The New Yorker's Alex Ross listed thingNY as part of the city's burgeoning avant-garde classical music
scene "striking an attitude of resistance to mainstream culture." Comprised of composer-performers
from the NYC metro area, thingNY revels in creating and performing unrelenting experimental new
works with passion and enthusiasm, oscillating between the "sweeter sounds" and the "punishingly
loud." Since its first performance in October 2006, thingNY has produced four seasons of experimental
music including a radio play by Beckett, a collaboratively-created opera and over a hundred premieres.

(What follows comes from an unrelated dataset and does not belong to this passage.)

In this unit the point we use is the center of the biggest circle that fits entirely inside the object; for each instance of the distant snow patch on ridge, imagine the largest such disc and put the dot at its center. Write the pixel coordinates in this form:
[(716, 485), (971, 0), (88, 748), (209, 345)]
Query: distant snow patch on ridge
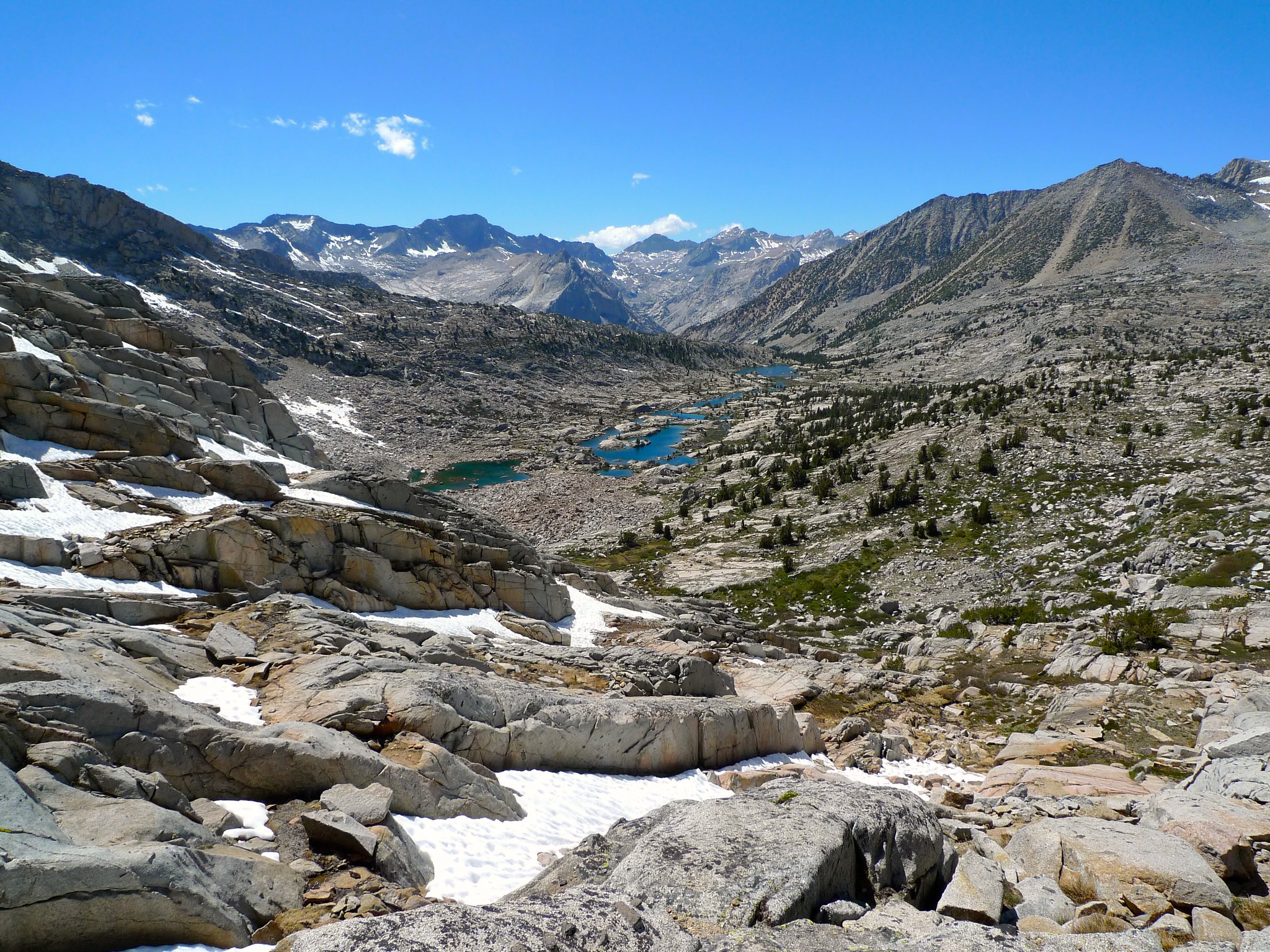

thingNY has performed in New York metro area concert halls, art spaces and DIY venues as diverse as
the Galapagos Art Space, Judson Memorial Church, the Tank, the University of the Streets, LaGuardia
Performing Arts Center, the Nuyorican Poets Cafe, the Metropolitan Museum of Art, Goodbye Blue
Monday, Secret Project Robot, the Loew's Jersey Theatre, the Yippie Museum Cafe and the Stone.
In its first three seasons, thingNY premiered thirty-two new works by emerging and established
composers including commissions from Barry Seroff, Rocco Di Pietro, Paul Burnell, Tarik Ghiradella and
others. In December 2009 thingNY reached a new level of community collaboration and visibility with its
mass e-mail commissioning project, called SPAM. Kathleen Supove, Kyle Gann, Doug Yule, Joseph
Nechvatal, Pauline Oliveros and William Brittelle were just some of the artists, composers and listeners
who submitted new works of music, text, emails, images and videos for the marathon performance of
over a hundred SPAM works.
In June 2009, five thingNY composers collaboratively composed and performed the multimedia opera
ADDDDDDDDD to a sold-out house at the 45th Street Theatre presented by the Tank. In June 2010,
thingNY will tour the opera and release a studio-recorded version on CD with a comic book libretto.
This year, thingNY opened its fourth season with new music and performance art as part of a 24-hour
theatre marathon at the LaGuardia Performing Arts Center. This performance was streamed live online
and broadcast to venues around the world, reaching an estimated 1000 viewers. Watching online,
composer Art Jarvinen wrote about the performance: “...truly a thing of great beauty, and wonder. Thank
god there are groups like thingNY (or maybe you're the only one)."